Depuis plusieurs mois, le chef de l'Etat tente de mettre en avant ce thème, persuadé que la présidentielle de 2022 se jouera sur les sujets régaliens et qu'il se retrouvera à nouveau face à Marine Le Pen.

"On n'a pas le droit de ne pas s'y attaquer, de ne pas le voir", a-t-il lancé mi-septembre à la majorité.

Les violents propos du polémiste Eric Zemmour le 28 septembre, assimilant les immigrés musulmans à des "colonisateurs" ont montré l'inflammabilité du sujet. La justice a ouvert une enquête pour "provocation à la haine", mais des députés LR ont défendu sa "liberté d'expression".

- "Faire plus, parler moins" -

Le débat portera notamment sur la "forte augmentation de la demande d'asile", portée à 123.625 personnes en 2018, soit une croissance de 22% en un an, souligne Matignon. Parmi ces demandeurs, Albanais et Géorgiens, ressortissants de pays considérés comme "sûrs", figurent respectivement en deuxième et troisième positions, derrière les Afghans.

"Trop de demandeurs d’asile en provenance de pays d’origine sûrs sont en réalité davantage motivés par les conditions d’accès à notre système de santé et par la longueur de nos procédures : à nous d’être plus rapides". "Il faut également harmoniser les procédures et les conditions d’accueil en Europe", a dit Edouard Philippe samedi au JDD.

"Pour un demandeur majeur hébergé par l'Etat et isolé, le montant versé en France" au titre de l'aide au demandeur d'asile (ADA) "est supérieur de 50% à celui versé en Allemagne", dit Matignon.

Sur le volet social, Emmanuel Macron a rejeté l'idée d'une suppression de l'aide médicale d'Etat (AME) aux sans-papiers, mais souhaité une évaluation du panier de soins pour lutter contre certains "excès".

Une réforme de la Protection universelle maladie (PUMa, ex-CMU) dont bénéficient les demandeurs d'asile, introduisant une période de carence de trois mois pour les soins non-urgents, serait également envisagée.

Plusieurs responsables LREM dont Stanislas Guérini ont aussi appelé à imaginer une politique "fondée sur des objectifs chiffrés", idée se rapprochant des quotas.

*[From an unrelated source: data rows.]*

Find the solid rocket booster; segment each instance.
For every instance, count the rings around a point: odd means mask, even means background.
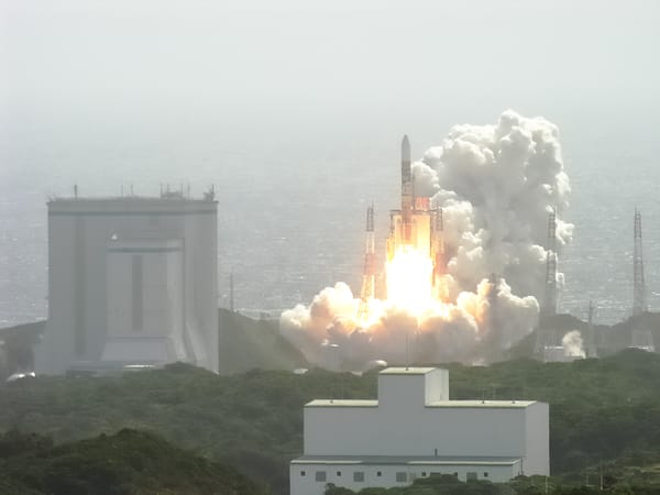
[[[402,142],[402,231],[404,244],[413,239],[413,173],[410,170],[410,143],[404,135]]]

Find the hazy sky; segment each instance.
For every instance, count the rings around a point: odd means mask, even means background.
[[[659,100],[656,0],[0,6],[1,102],[16,118],[172,106],[277,120]]]

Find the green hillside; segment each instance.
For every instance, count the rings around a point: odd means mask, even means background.
[[[307,361],[279,333],[277,320],[253,320],[228,309],[219,310],[220,373],[308,367]]]
[[[551,469],[562,480],[584,480],[601,466],[617,480],[657,479],[660,355],[630,350],[573,363],[446,366],[452,398],[550,403]],[[288,461],[302,448],[302,405],[375,395],[375,372],[218,376],[177,364],[106,377],[44,376],[0,386],[0,430],[45,433],[56,442],[122,428],[152,431],[286,494]]]
[[[0,437],[0,493],[48,495],[262,495],[234,469],[134,430],[53,446],[46,437]]]

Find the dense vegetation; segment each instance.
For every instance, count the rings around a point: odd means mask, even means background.
[[[487,481],[461,482],[454,476],[446,474],[439,477],[416,480],[410,486],[404,488],[365,488],[352,492],[346,488],[329,485],[326,495],[596,495],[607,493],[610,495],[657,495],[660,493],[660,483],[614,483],[616,480],[601,477],[591,480],[593,484],[566,484],[557,480],[546,480],[544,476],[518,476],[508,483],[491,483]]]
[[[617,483],[658,479],[659,355],[630,350],[565,364],[516,360],[447,367],[452,398],[549,402],[551,469],[562,483],[581,483],[601,469]],[[178,447],[235,465],[275,494],[286,494],[288,461],[302,447],[302,405],[318,397],[375,396],[375,372],[217,376],[177,364],[118,376],[4,384],[0,430],[44,433],[56,443],[122,428],[156,432]]]
[[[37,435],[0,437],[0,493],[12,495],[262,495],[234,469],[152,435],[117,435],[53,446]]]

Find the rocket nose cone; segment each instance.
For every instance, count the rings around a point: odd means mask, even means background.
[[[404,140],[402,141],[402,160],[410,162],[410,142],[407,134],[404,135]]]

"Des quotas n’auraient pas de sens pour les demandeurs d’asile ou pour le regroupement familial. En revanche, on peut débattre de nos besoins de main-d’œuvre étrangère. Par ailleurs, il faut se fixer des objectifs ambitieux pour l’accueil des étudiants", a dit Edouard Philippe.

Dans la majorité, la mise en avant du thème de l'immigration, qui avait déjà divisé lors du vote sur la loi Asile et immigration en 2018, a fait grincer une partie de l'aile gauche. "C'est le genre de sujet où l'on a intérêt à faire plus et parler moins", juge un poids lourd.

Mais le gouvernement s'est employé à déminer la question, multipliant les rendez-vous d'explication. "Les tensions (internes) sont retombées", assure le patron des députés LREM Gilles Le Gendre.

"Il n'y aura pas de loi asile-immigration-intégration 2", a assuré Matignon. Mais "rien n'interdit que des dispositions puissent rejoindre d'autres véhicules législatifs", souligne Florent Boudié (LREM).

La droite voit avec scepticisme les intentions présidentielles, disant attendre "des actes".

A gauche, on dénonce "une forme d'instrumentalisation" du thème de l'immigration, "une volonté de faire du pied" aux électeurs du Rassemblement national.